Wetenschappers van de Universiteit Gent werpen een verrassend licht op de bloeiende handel die tijdens de middeleeuwen bestond tussen Brugge en haar voorhavens langs het Zwin enerzijds, en het Balticum en Scandinavië anderzijds.
Hun bevindingen zijn recentelijk gepubliceerd in In het toonaangevende Journal of European Archaeology. Tijdens een onderzoek rond de middeleeuwse voorhavens van Brugge werden onverwacht honderden ronde, veelkleurige stenen aangetroffen op akkers. Die werden ook als bouwmateriaal hergebruikt in de boerderijen en monumenten in het Zwingebied (Oostkerke, Hoeke, Damme, Sluis). Geologisch onderzoek heeft nu aangetoond dat deze stenen een exotische oorsprong hebben en dus massaal naar Vlaanderen zijn geïmporteerd.

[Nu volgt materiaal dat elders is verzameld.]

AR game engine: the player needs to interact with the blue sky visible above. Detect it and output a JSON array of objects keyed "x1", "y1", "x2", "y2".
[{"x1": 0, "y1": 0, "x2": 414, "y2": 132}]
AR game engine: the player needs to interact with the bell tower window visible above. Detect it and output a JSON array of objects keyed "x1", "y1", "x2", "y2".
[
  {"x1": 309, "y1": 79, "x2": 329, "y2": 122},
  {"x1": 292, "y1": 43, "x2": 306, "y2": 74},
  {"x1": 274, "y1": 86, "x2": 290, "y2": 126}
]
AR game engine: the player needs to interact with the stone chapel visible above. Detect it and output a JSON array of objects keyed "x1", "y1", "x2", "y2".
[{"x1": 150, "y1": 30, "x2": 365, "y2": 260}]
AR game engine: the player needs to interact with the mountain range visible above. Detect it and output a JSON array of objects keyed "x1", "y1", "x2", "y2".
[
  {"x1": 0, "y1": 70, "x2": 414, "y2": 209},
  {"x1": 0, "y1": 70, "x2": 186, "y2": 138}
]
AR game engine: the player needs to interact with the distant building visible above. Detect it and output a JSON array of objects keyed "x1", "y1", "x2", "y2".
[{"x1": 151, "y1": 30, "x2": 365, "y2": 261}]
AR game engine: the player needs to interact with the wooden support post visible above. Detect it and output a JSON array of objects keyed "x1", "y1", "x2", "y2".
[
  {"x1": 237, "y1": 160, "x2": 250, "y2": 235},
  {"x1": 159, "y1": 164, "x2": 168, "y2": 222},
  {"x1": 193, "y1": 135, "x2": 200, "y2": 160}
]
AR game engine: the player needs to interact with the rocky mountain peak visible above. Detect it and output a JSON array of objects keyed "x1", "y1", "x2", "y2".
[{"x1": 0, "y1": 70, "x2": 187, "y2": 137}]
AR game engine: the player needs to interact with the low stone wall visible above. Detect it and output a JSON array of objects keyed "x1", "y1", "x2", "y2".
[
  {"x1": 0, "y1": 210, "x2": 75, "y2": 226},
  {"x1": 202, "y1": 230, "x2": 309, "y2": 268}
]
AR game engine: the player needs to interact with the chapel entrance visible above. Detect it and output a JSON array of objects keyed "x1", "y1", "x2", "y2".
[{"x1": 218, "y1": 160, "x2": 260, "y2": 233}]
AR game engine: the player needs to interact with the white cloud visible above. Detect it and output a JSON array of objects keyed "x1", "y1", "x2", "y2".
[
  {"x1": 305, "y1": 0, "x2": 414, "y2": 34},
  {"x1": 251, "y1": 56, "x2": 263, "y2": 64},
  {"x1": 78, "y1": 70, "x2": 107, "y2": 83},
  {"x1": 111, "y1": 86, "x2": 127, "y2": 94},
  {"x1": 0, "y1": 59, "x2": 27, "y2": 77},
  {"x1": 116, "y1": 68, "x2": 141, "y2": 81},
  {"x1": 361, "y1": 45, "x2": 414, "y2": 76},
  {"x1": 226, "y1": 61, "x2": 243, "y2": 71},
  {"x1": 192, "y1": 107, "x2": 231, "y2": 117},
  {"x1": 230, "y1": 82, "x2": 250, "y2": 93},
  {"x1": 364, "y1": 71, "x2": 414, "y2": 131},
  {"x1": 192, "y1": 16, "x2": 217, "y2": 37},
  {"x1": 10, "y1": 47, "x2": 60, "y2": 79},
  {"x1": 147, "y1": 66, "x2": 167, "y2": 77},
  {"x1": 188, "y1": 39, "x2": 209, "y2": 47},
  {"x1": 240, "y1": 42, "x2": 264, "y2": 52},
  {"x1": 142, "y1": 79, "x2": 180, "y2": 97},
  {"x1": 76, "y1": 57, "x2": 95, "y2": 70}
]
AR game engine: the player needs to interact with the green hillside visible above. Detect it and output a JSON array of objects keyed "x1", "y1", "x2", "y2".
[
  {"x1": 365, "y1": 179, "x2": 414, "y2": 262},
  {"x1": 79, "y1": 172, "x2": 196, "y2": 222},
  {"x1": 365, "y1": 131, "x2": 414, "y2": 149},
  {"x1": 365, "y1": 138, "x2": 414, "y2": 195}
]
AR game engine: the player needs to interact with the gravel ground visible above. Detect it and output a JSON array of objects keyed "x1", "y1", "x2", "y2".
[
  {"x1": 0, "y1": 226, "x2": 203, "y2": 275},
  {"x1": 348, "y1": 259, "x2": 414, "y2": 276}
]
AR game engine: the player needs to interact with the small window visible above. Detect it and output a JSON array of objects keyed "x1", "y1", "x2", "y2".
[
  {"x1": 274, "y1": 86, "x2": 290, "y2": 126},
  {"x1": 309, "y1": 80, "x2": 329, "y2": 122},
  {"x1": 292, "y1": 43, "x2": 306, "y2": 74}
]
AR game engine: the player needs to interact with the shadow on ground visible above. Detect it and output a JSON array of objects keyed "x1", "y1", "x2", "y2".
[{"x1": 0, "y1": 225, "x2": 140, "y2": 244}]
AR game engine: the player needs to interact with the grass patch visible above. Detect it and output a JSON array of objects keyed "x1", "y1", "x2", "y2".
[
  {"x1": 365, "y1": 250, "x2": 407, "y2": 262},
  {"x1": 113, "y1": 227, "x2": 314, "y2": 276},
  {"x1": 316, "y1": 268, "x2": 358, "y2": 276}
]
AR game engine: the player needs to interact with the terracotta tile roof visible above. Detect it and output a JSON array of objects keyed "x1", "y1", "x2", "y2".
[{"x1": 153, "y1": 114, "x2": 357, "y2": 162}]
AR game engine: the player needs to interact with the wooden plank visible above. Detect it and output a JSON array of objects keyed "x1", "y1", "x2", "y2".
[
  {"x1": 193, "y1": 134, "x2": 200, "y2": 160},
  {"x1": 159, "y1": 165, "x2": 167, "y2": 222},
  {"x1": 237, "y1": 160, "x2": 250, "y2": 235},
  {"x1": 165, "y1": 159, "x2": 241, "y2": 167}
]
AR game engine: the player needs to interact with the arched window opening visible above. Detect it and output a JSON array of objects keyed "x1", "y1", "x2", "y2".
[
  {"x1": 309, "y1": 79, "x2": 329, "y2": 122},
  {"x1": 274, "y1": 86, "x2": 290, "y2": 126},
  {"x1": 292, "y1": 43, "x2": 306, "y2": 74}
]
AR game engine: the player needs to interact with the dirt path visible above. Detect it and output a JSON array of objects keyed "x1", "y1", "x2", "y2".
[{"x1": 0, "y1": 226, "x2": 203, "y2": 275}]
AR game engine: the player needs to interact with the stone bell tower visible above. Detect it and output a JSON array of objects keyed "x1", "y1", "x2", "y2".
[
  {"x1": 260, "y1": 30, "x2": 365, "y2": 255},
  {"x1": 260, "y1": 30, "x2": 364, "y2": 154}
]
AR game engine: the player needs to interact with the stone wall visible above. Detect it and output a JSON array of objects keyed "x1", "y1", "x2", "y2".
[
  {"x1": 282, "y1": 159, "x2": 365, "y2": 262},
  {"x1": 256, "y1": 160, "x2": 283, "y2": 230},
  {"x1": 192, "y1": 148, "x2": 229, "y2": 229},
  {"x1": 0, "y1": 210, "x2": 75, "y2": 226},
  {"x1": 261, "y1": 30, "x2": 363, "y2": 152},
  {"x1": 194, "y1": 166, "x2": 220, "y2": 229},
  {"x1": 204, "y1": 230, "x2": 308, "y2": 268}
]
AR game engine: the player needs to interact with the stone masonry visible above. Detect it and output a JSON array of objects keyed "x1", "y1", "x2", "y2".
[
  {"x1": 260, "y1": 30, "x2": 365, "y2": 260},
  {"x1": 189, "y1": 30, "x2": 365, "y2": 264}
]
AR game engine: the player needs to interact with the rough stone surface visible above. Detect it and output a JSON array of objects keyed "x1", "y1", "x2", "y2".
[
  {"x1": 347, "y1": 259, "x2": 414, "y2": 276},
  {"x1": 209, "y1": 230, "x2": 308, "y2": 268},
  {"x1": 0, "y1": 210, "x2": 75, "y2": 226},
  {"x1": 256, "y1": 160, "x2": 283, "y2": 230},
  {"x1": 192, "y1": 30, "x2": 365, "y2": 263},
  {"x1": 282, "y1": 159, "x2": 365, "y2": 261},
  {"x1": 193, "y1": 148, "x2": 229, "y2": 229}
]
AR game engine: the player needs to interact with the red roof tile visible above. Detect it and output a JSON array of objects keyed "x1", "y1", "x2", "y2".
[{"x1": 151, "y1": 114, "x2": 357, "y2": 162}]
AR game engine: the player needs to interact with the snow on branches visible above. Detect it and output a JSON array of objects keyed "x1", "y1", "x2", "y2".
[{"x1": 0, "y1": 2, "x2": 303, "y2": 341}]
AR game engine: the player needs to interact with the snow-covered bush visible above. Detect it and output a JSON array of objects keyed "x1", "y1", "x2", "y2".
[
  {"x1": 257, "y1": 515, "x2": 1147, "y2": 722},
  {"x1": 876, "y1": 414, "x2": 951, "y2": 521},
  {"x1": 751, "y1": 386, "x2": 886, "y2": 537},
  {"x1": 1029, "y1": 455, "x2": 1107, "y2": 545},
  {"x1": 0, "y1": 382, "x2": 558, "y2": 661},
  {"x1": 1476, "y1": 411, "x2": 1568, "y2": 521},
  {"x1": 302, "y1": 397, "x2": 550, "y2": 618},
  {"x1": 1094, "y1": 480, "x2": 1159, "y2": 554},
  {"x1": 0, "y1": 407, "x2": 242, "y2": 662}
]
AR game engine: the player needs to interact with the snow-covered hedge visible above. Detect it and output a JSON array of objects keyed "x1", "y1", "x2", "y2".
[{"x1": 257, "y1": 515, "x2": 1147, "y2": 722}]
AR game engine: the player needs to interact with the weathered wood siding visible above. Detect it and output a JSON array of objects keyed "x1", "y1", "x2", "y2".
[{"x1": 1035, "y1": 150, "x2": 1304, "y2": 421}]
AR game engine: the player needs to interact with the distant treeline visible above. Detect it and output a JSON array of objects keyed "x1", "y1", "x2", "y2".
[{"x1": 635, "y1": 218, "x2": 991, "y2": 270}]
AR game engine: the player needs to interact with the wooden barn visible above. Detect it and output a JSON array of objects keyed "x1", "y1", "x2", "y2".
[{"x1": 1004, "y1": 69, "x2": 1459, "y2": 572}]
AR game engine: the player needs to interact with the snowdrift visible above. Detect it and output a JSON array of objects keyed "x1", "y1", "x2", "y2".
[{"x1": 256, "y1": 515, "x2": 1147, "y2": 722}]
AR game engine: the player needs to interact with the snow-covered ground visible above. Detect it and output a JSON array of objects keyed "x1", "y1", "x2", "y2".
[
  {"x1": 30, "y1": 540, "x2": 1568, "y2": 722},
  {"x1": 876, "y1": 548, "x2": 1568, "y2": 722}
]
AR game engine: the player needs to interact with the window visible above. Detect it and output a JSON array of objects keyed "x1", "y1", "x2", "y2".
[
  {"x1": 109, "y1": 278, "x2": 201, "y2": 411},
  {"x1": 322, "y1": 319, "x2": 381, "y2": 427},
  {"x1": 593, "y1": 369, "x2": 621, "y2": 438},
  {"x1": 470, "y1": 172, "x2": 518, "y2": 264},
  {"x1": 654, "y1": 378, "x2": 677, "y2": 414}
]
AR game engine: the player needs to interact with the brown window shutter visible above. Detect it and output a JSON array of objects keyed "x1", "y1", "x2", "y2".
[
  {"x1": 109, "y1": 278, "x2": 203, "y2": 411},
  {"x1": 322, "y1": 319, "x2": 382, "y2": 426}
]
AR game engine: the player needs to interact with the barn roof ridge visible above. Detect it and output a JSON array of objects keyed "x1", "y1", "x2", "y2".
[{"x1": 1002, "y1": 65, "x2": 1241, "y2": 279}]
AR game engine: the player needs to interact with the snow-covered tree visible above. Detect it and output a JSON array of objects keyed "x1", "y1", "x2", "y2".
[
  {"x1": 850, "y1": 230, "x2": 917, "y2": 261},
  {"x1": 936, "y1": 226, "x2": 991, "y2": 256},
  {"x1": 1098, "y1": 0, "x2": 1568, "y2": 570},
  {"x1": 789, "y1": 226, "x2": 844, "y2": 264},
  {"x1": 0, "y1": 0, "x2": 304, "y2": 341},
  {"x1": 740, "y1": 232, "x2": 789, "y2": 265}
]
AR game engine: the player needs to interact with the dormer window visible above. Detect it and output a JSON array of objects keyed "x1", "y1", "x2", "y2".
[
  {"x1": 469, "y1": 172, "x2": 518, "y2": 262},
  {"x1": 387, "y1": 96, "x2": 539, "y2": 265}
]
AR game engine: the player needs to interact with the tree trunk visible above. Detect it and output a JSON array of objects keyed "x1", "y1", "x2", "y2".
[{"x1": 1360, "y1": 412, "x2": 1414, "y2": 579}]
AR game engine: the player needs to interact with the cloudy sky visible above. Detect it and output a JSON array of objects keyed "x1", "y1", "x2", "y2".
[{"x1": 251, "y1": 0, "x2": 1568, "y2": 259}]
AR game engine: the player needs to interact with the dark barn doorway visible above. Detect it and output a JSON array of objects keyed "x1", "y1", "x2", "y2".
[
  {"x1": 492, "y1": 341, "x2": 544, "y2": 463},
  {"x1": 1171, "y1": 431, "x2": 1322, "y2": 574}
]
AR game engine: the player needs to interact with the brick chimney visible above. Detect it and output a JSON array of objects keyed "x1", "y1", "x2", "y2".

Zij werden opgeraapt langs de zuidelijke kusten van de Baltische Zee, het thuisgebied van de Duitse Hanse (Bremen, Lübeck, Wismar) en op specifieke plaatsen langs de Schotse Noordzeekust.
Ballast
De schippers van koggen uit de Hanse gebruikten de stenen om hun schepen die geladen waren met lichte vrachten zoals stokvis, te verzwaren voor een stabiele vaart vanuit het noorden, naar de handelsmetropool Brugge. De honderden stenen die achterbleven op de site van de verdwenen haven van Hoeke duiden niet enkel op het bestaan van een 13de eeuwse Hanseatische handelskolonie op deze plaats, ze roepen ook vragen op waarom de stenen net daar achterbleven. Historisch onderzoek wijst er op dat die ballaststenen in Vlaanderen werden achtergelaten in de plaats van Vlaams zand dat werd opgebaggerd en aangekocht als ballast voor de terugvaart. Dit zand werd vervolgens in het noorden verder verhandeld, wellicht om te gebruiken in mortels. Het is de vroegste aanduiding van het ontginnen van zand voor handelsdoeleinden in Vlaanderen.